Javi Navarro

Personal information
- Full name: Javier Navarro Jiménez
- Date of birth: 25 January 2007 (age 19)
- Place of birth: Madrid, Spain
- Height: 1.86 m (6 ft 1 in)
- Position: Goalkeeper

Team information
- Current team: Real Madrid B
- Number: 13

Youth career
- 2019–2025: Real Madrid

Senior career*
- Years: Team / Apps / (Gls)
- 2025–: Real Madrid B / 3 / (0)
- 2025: Real Madrid C / 3 / (0)
- 2026–: Real Madrid / 0 / (0)

International career^{‡}
- 2026–: Spain U19 / 1 / (0)

Medal record
Men's football
Representing Spain
UEFA European Under-19 Championship
| Winner | 2026 Wales |  |

= Javi Navarro (footballer, born 2007) =

Spanish footballer

Javier Navarro Jiménez (born 25 January 2007) is a Spanish professional footballer who plays as a goalkeeper for Primera Federación club Real Madrid Castilla

==Club career==

===Early years===
In around 2019, Javier joined his first youth club, Real Madrid, at age 12. He kept rising through the youth ranks as he was seen as one of the best goalkeepers in his level.

===Real Madrid===
In late 2025, Javi got his first call up to Castilla and made his debut on September 27, 2025, against Tenerife that ended in a 1–3 loss away.

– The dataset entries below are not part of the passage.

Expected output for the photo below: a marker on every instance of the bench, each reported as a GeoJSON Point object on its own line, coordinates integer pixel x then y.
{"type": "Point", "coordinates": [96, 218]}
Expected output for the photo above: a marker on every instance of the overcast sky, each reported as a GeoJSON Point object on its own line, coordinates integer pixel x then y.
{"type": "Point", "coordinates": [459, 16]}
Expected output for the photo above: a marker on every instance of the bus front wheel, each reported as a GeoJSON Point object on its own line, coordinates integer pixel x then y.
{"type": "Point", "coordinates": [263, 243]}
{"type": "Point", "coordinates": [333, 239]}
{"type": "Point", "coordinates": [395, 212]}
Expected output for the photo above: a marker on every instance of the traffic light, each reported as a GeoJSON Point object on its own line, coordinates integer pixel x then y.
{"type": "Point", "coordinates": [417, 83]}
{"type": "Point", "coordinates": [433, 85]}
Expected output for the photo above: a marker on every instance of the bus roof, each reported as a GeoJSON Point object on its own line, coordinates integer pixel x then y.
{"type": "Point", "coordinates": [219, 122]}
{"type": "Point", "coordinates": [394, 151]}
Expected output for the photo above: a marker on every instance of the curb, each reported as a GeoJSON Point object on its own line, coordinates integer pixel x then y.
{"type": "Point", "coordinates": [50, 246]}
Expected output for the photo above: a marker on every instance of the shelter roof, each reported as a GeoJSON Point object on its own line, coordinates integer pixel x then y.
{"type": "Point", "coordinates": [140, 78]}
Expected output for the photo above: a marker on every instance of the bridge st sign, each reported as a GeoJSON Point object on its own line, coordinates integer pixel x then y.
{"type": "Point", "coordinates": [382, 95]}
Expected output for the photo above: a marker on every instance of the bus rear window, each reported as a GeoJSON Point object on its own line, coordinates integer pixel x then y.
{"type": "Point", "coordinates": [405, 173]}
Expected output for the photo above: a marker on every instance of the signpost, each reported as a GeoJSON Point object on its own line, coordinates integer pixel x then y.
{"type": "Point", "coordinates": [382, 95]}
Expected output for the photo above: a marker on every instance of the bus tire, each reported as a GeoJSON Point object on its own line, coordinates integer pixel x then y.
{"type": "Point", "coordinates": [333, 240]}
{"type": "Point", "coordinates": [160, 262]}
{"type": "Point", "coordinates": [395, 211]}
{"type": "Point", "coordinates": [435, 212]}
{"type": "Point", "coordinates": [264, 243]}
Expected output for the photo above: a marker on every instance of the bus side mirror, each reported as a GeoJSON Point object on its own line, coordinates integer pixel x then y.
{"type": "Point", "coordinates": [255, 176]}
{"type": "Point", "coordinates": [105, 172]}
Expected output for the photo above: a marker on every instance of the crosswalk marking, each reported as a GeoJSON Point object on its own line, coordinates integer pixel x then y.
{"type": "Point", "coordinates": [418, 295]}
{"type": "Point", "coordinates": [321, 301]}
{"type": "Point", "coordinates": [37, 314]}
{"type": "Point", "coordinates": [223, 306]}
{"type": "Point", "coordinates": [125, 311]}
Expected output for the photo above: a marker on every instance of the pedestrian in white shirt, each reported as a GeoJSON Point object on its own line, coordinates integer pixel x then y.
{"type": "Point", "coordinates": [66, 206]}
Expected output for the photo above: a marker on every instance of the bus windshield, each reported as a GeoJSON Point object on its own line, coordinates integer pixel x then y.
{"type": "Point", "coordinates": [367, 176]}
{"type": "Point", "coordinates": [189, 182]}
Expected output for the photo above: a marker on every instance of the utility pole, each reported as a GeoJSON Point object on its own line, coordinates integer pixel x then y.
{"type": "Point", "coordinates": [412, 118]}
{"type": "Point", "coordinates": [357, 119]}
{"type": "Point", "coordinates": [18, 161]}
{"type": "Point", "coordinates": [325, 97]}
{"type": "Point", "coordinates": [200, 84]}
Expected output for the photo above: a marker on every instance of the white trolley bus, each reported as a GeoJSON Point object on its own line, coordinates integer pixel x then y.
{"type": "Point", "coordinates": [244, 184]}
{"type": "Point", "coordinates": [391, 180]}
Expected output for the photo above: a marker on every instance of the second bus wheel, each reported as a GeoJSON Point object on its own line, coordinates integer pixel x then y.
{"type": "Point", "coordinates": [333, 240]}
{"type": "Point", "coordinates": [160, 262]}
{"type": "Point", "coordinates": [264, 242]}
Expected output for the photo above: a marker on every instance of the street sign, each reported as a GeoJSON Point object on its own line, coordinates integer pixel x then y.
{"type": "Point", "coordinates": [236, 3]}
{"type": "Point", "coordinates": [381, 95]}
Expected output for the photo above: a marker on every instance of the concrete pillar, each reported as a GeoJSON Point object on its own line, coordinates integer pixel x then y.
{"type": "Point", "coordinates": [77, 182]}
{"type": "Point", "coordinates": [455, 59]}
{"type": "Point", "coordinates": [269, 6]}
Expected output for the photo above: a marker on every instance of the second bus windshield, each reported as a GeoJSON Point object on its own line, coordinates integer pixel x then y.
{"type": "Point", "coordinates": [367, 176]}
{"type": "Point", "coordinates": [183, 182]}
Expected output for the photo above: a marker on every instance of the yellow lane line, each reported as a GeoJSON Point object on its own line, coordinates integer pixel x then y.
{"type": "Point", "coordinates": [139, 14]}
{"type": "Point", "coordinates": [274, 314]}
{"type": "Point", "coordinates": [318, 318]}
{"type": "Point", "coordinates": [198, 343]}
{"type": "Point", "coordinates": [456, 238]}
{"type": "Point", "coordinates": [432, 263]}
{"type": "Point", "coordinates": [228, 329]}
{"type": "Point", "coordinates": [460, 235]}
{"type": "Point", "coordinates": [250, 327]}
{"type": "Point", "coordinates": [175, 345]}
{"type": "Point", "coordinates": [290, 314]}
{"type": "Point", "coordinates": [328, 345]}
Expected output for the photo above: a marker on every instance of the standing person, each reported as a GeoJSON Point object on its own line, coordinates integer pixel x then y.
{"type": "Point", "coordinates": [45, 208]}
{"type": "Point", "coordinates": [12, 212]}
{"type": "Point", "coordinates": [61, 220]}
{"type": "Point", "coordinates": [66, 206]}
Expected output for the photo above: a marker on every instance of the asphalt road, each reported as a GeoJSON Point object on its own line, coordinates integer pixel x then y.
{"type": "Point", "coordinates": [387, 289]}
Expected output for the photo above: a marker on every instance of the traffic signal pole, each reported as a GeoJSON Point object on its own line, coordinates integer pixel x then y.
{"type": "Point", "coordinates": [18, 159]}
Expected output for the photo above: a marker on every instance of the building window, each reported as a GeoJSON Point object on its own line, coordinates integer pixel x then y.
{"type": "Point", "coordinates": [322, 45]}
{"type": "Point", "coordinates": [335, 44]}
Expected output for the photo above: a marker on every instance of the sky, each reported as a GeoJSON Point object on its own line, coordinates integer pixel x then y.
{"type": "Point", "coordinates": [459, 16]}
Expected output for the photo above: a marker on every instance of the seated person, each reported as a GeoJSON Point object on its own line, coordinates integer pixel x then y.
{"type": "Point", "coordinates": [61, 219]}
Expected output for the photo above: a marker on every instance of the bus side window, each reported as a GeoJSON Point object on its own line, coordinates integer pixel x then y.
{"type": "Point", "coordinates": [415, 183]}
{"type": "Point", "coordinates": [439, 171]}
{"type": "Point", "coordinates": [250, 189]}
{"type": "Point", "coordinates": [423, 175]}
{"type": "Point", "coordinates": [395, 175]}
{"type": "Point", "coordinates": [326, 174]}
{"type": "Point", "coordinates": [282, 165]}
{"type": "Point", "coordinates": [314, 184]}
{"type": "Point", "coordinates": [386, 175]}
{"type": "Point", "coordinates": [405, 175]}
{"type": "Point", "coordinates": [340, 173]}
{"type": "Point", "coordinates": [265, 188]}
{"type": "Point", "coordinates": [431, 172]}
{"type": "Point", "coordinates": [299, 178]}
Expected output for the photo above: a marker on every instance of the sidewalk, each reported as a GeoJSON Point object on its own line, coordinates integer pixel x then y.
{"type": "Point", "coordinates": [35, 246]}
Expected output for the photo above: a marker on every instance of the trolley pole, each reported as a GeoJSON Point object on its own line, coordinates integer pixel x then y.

He continued to sit on the bench for Castilla, but he eventually got his second chance where he drew 2–2 against Zamora away. On April 13, 2026, Javier got his first training invite with the first team and was included in the return game against Bayern Munich.

==International career==
On March 27, 2026, Javier got his first international call-up with Spain U19 and made his debut in the March international break.